People blamed the exchange rate. The central bank cut the foreign exchange reserve requirement ratio from 6% to 4%, vowing to "act when necessary to resolutely prevent exchange rate overshooting risk." The yuan appreciated over 600 basis points that day, from a low of 7.3679 to around 7.27. Yet northbound capital still flowed out without looking back.
People said the economy was too weak. August retail sales and industrial value-added data beat expectations.
Then people said economic expectations were poor. New loans surged, up 0.51% year-on-year and 3,585% month-on-month. The central bank cut the reserve requirement ratio by 0.25 percentage points, releasing over RMB 500 billion in medium- to long-term liquidity.
So what the market lacks most now is confidence. The stock market hasn't fallen enough for bottom-fishing capital to dare enter. The economic uptrend isn't clear. The yuan remains high. The China-US interest rate spread is wide. The Fed hasn't stopped hiking, let alone started cutting.

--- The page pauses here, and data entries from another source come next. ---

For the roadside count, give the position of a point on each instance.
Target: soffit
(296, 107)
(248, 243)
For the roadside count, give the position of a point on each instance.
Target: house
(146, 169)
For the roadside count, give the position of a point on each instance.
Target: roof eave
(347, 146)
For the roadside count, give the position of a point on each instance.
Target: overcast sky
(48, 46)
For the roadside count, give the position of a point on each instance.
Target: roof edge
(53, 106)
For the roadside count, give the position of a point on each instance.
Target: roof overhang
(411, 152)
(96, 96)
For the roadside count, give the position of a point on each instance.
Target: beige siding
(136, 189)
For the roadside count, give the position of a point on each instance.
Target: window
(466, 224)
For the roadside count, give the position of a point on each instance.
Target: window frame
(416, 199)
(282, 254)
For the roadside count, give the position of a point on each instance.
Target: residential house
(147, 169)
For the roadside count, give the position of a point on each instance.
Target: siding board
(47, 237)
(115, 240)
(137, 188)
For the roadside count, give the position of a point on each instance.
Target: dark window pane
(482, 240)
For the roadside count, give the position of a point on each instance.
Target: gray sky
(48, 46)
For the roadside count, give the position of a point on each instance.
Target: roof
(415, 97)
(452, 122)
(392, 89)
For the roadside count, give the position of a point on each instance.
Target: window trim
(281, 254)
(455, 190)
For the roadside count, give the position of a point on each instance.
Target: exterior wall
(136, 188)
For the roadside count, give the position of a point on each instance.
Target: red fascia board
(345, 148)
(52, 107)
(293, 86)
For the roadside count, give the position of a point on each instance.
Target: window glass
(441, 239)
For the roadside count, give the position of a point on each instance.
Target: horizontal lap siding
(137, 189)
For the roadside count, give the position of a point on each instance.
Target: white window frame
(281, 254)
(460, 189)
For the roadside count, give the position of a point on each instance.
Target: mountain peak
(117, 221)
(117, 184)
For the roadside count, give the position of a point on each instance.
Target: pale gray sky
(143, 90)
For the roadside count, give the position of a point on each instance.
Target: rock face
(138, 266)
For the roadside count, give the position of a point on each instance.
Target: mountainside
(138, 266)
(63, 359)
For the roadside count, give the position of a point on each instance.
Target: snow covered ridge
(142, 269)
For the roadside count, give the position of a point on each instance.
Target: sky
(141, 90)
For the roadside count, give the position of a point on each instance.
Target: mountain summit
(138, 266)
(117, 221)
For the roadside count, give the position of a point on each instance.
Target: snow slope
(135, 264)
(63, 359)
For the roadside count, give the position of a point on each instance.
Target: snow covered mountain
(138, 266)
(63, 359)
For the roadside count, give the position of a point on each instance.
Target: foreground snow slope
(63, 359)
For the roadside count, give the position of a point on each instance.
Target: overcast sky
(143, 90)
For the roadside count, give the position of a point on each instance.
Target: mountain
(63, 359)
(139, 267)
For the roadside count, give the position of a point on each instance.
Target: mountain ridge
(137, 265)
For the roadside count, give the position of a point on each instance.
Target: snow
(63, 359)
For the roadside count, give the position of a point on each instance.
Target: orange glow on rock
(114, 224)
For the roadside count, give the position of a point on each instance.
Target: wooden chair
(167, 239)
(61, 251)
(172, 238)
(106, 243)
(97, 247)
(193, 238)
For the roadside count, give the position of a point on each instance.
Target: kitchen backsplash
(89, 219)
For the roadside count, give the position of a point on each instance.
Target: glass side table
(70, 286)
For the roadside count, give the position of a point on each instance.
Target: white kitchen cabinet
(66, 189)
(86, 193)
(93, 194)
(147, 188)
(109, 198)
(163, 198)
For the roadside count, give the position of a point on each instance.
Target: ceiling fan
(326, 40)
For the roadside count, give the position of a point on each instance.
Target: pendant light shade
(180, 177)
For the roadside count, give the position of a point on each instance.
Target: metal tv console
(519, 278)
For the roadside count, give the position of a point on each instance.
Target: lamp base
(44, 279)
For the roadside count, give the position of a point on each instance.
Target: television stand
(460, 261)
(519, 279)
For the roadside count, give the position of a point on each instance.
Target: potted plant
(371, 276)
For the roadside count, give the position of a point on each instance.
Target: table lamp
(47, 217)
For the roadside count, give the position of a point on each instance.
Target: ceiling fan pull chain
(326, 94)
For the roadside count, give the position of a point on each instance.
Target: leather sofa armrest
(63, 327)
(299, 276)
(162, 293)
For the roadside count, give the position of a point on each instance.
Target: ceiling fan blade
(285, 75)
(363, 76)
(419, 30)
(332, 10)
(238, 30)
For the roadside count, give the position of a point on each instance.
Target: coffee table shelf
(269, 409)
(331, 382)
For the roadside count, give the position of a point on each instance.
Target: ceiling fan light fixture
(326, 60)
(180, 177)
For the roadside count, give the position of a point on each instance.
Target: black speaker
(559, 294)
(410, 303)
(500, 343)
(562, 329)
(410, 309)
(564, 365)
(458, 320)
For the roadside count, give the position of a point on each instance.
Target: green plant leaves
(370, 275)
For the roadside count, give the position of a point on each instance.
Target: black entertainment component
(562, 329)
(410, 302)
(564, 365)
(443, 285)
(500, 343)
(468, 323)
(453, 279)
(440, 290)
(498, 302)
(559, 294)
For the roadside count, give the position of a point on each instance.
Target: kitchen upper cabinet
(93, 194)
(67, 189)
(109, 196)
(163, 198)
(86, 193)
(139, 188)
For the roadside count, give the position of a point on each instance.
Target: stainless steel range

Announcing this penalty won't bring incremental capital or change the mindset of industrial capital wanting to cash out. But importantly, it deters violations, shows the CSRC's stance, and quietly builds confidence in A-shares. Confidence has been shattered by the persistent decline. Rebuilding it takes time. At the bottom, we need patience, waiting for the turnaround.
In this era, confidence is more valuable than gold.
Risk Disclaimer: The views in this article are for reference only and do not constitute investment advice. Past performance of funds does not guarantee future results. Market risk exists; invest with caution.